Differential entropy

The differential entropy of a continuous random variable $X$ with probability density function (pdf) $p (x)$ is

h (X) = - \int_{- \infty}^{\infty} p (x) \log p (x) d x .

It is the continuous analogue of Shannon entropy for discrete distributions,

H (X) = - \sum_{i} p_{i} \log p_{i} .

Characteristics:

Scale dependence:
Shannon entropy $H (X)$ is always nonnegative and invariant under relabeling of outcomes. By contrast, $h (X)$ can be negative and depends on the units of $x$ . If we rescale $x \mapsto a x$ , then

h (X) \mapsto h (X) + \log | a | .

Discretization link:
If a continuous random variable $X$ is discretized into bins of size $Δ$ , then the Shannon entropy of the discretized distribution satisfies

H_{Δ} (X) \approx h (X) + \log \frac{1}{Δ} .

Thus, differential entropy is not absolute: it only gains physical meaning when a fundamental resolution scale is specified.

Planck Length as a Natural Cutoff

In physics, the Planck length

ℓ_{P} = \sqrt{\frac{ℏ G}{c^{3}}} \approx 1.6 \times 10^{- 35} m

is often regarded as the minimal meaningful length scale. When interpreting entropy in continuous systems (fields, spacetime degrees of freedom, black holes), the bin size $Δ$ can be taken to be on the order of $ℓ_{P}$ .
This gives a bridge between differential entropy and a physically grounded discrete Shannon entropy:

H (X) \approx h (X) + \log \frac{1}{ℓ_{P}} .

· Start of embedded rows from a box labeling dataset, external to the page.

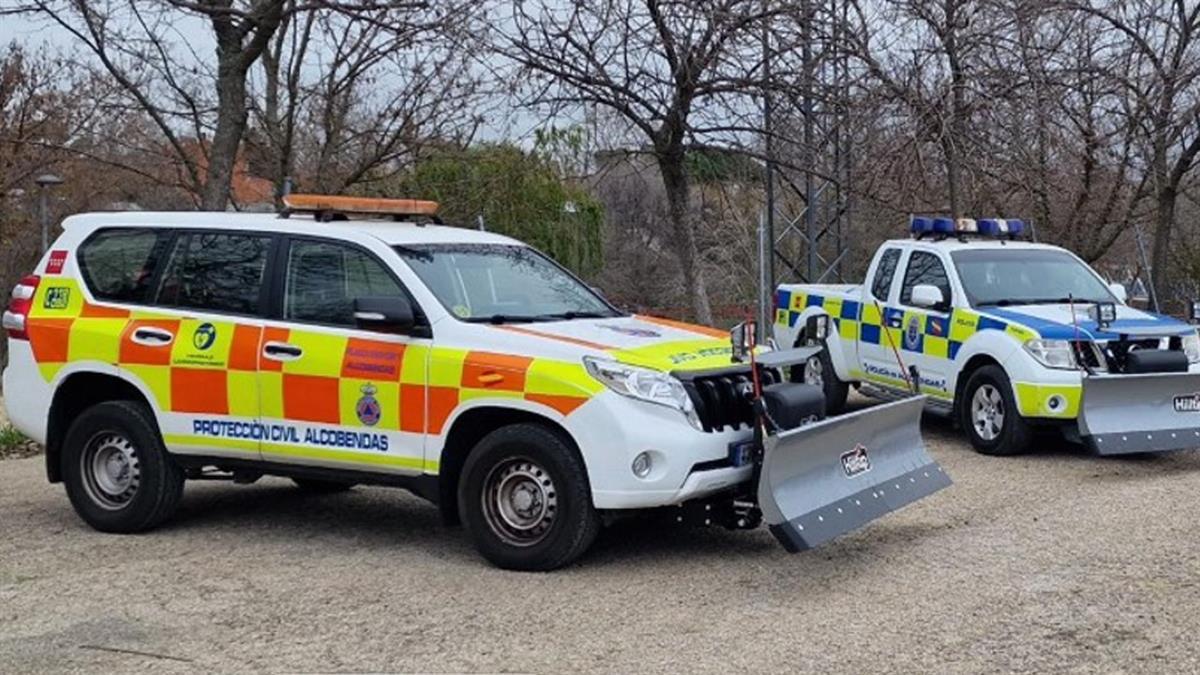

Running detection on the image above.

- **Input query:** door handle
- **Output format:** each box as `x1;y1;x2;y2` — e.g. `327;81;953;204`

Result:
130;328;175;347
263;342;304;362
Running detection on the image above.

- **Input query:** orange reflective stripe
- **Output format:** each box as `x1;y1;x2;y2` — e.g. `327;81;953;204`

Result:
229;324;263;371
634;315;730;338
170;366;229;414
462;352;533;392
26;318;74;365
116;319;179;365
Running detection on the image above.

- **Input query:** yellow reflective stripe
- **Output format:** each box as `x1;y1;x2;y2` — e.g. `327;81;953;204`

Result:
283;329;350;377
67;317;128;364
1013;382;1084;419
121;364;171;414
228;370;259;417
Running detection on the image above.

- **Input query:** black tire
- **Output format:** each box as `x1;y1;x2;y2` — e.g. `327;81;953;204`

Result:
458;424;600;572
61;401;184;533
958;365;1033;456
292;478;354;495
792;327;850;416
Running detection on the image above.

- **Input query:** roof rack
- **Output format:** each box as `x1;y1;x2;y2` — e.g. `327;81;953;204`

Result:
280;195;442;225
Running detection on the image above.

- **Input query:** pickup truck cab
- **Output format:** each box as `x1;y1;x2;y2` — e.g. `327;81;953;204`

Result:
774;217;1200;454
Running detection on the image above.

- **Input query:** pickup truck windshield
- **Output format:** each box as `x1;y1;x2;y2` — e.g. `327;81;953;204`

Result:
395;244;622;323
950;247;1116;306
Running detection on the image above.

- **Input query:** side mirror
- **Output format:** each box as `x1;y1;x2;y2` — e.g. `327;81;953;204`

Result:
730;321;758;363
1109;282;1129;305
911;283;946;310
354;295;416;333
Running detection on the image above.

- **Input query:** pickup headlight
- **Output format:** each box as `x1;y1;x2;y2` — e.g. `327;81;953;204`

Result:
583;357;702;429
1183;333;1200;363
1025;339;1078;370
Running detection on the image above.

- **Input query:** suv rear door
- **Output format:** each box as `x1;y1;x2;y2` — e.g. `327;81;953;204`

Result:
259;237;430;473
144;229;277;459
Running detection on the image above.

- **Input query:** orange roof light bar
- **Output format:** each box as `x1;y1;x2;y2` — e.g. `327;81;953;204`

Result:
283;195;438;217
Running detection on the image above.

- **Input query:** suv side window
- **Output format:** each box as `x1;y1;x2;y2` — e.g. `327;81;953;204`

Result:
900;251;950;305
871;249;900;300
283;239;404;328
158;232;271;315
79;228;170;304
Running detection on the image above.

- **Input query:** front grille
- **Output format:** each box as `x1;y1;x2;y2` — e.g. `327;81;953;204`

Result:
678;368;782;431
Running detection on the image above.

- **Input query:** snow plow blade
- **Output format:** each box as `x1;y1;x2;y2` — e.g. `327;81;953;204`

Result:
758;396;950;552
1079;372;1200;455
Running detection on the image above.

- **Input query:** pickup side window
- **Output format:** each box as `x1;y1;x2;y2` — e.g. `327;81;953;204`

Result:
900;251;950;305
871;249;900;300
283;240;404;328
79;228;170;304
158;232;271;315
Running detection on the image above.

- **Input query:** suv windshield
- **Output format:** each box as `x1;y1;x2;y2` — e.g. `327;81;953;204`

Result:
396;244;622;323
950;249;1116;306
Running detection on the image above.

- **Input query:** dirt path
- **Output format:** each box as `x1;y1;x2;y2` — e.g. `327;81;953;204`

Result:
0;415;1200;673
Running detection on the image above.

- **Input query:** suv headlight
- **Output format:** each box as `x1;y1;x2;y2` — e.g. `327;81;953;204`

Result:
1025;339;1078;370
1183;333;1200;363
583;357;702;429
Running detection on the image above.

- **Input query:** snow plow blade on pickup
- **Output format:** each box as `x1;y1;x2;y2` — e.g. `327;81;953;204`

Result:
758;396;950;552
1079;372;1200;455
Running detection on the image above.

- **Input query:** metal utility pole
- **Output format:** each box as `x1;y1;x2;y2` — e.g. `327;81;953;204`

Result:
758;0;852;333
34;173;64;253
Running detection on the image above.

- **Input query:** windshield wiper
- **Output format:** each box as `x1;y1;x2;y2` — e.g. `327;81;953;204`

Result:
538;311;617;321
463;313;547;324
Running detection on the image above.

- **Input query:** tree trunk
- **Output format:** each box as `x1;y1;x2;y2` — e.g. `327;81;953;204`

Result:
1150;184;1178;311
200;55;247;211
658;148;713;325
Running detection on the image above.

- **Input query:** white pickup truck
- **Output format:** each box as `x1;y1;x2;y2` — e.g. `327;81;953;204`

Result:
774;217;1200;455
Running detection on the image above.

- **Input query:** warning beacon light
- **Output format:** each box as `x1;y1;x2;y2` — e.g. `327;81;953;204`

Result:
910;216;1025;239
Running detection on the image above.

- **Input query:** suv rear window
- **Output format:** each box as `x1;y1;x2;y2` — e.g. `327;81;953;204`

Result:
158;232;271;315
79;229;169;304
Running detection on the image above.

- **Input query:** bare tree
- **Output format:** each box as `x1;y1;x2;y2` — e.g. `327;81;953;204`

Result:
498;0;785;322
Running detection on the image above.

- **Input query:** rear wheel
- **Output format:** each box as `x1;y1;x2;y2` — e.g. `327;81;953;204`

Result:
959;365;1033;455
792;331;850;416
62;401;184;533
458;424;600;571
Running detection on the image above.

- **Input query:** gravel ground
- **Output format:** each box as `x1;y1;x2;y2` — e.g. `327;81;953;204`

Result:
0;401;1200;673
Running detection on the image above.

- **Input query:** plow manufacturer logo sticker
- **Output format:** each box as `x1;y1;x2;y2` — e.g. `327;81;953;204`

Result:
841;443;871;478
1175;392;1200;412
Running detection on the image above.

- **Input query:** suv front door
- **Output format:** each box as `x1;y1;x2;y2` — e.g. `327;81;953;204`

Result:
259;238;428;473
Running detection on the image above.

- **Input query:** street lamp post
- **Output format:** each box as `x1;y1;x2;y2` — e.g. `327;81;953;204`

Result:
34;173;62;253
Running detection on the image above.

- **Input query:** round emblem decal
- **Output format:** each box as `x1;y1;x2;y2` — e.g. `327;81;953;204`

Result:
904;316;920;352
192;323;217;352
600;324;662;338
354;384;383;426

Without such a cutoff, $h (X)$ remains ambiguous.
With $ℓ_{P}$ as the "ultimate resolution," entropy becomes a dimensionless, absolute quantity.
This perspective is important in quantum gravity and black hole thermodynamics, where entropy counts microscopic states per Planck-scale cell of phase space or spacetime.

Gibbs entropy

Consider a system in Classical Statistical Mechanics with ensemble given by $ρ$ .
The statistical definition of entropy, known as the Gibbs entropy, is

S = - k ⟨ \ln ρ ⟩ = - k \int ρ (q, p) \ln [ρ (q, p)] d q d p

Important caution:

In the continuous case, the numerical value of $S / k$ depends on the coordinates used and on the units of $q, p$ .
Unlike the discrete case, $S = 0$ does not imply determinism. For example, a uniform distribution on $[0, 1]$ has $S / k = 0$ (in natural log units), yet it represents maximum uncertainty given that support.
A completely deterministic macrostate (Dirac delta distribution) has $S = - \infty$ in this formula, not zero.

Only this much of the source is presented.